En la Universidad de La Habana, la profesora Beatriz Maggi nos enseñó a leer a Jonathan Swift, un tipo encojonadísimo, un panfletista y su madre, un despiadado descuartizador de las costumbres, que se burló en forma inmisericorde de la sociedad inglesa de su época. Desde entonces suelo escribir sobre él, cuidándome de salvar las especificidades que, con el correr del tiempo, transformaron su escritura en lo contrario de lo que él se propuso.
Pero siempre vuelvo a Jonathan Swift, porque las palabras deben ser usadas para comprender y explicar, no para controlar y oprimir, y como lo nuestro es haber vivido una historia de azarosas complacencias opresivas, nos ocurre que vivimos con entera “normalidad” toda la atmósfera de dominio absoluto que nos rodea. Es suficiente con enunciar las vejaciones, la ceguera siempre posible del lambón que susurra la conveniencia de continuar en el poder, el amargo de retama del mesianismo, el gobernante mediocre que no alcanza ni siquiera para fingir con propiedad; para darnos cuenta de que el poder tiene una capacidad transformadora de voluntades y principios. La escueta definición de nuestra historia queda clavada, sin ninguna dudas, en esa desgracia recurrente de políticos e intelectuales dominicanos que terminan siendo, en la práctica, lo contrario de lo que dijeron ser.
Todos los que escribimos sobre los acontecimientos sociales dominicanos, deberíamos regresar, de vez en cuando, a la lectura del iracundo Jonathan Swift. Es un modelo perfecto de traición de la intención comunicante del escritor, porque su soberbia contra la hipócrita sociedad inglesa de su época, lo obligó a emplear un giro insospechado de la creatividad para poder decirle miserables y enanos a los gobernantes del tiempo que le tocó vivir. Algo que, de seguro, a todos nos ha pasado por la mente alguna vez. Tan iracundo fue que escribió, de su puño y letra, el epitafio que él quería que pusieran en su tumba: “Se ha ido donde la fiera indignación no podrá lacerar más su corazón”. ¿Y qué ocurrió? Que esas diatribas que constituían su latigazo furibundo contra la degradación política y social inglesa, la traición creativa que ejerce el tiempo sobre las obras de arte, la convirtieron en un divertimento social. “Los viajes de Gulliver”, por ejemplo, que ahora leemos como un libro infantil o para adolescente, era en realidad una crítica abierta de las costumbres, un aldabonazo a la consciencia de un pueblo sumido en el servilismo y la dominación.

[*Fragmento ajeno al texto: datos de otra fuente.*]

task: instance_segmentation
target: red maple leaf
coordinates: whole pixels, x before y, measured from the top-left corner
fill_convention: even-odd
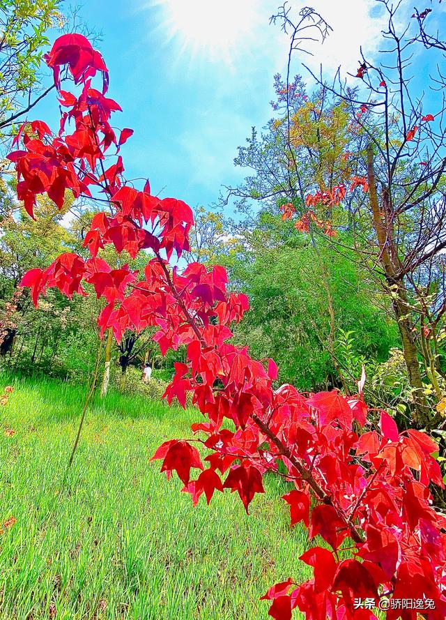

Aunque, a fin de cuentas, Jonathan Swift quedó en las letras universales más por el vuelo fantástico que dio a su ira contra la sociedad inglesa, por su mordacidad sin fronteras, que por lo que intentó combatir con sus escritos repletos de una filosofía pesimista y amarga.
Y si vuelvo a Jonathan Swift de vez en cuando es porque nunca me he afiliado a la idea liquidacionista de que el panfleto se opone al arte. Y la mejor prueba es que sus obras coléricas son hoy leídas por niños como joyas de la literatura infantil. Y, además, porque en la República Dominicana hay que estar alerta contra el autoritarismo subliminal. Exhibiendo sus penachos altivos, los dictadores, los autoritarios, los corruptos, son los grandes triunfadores de nuestro espacio en la vida republicana. No es “amargura”, no es “pesimismo”. Trujillo sabía que la apropiación del mundo era deslumbrante, y sus noches eran, por lo tanto, inocentes y reparadoras. ¿Qué podemos hacer quienes apenas tenemos la palabra? ¿Qué podemos argüir los “cultivadores del espíritu”, los “poetas”, los “artistas” degradados, humillados, lambiéndoles el fundillo a un arrogante Ministro de Cultura que los desprecia; que nunca ha valorado la cultura nacional, que con su barba de ballenero lo único que ha hecho es escalar cargos públicos para vivir de un país al cual abomina; como si un canalla le bebiera la sopa a un tuberculoso? ¡Oh, Dios!
Quizás escribir panfletos, que de seguro no conmoverán a nadie. O volver a invocar a Jonathan Swift, ese tipo encojonadísimo que ahora únicamente leen los niños.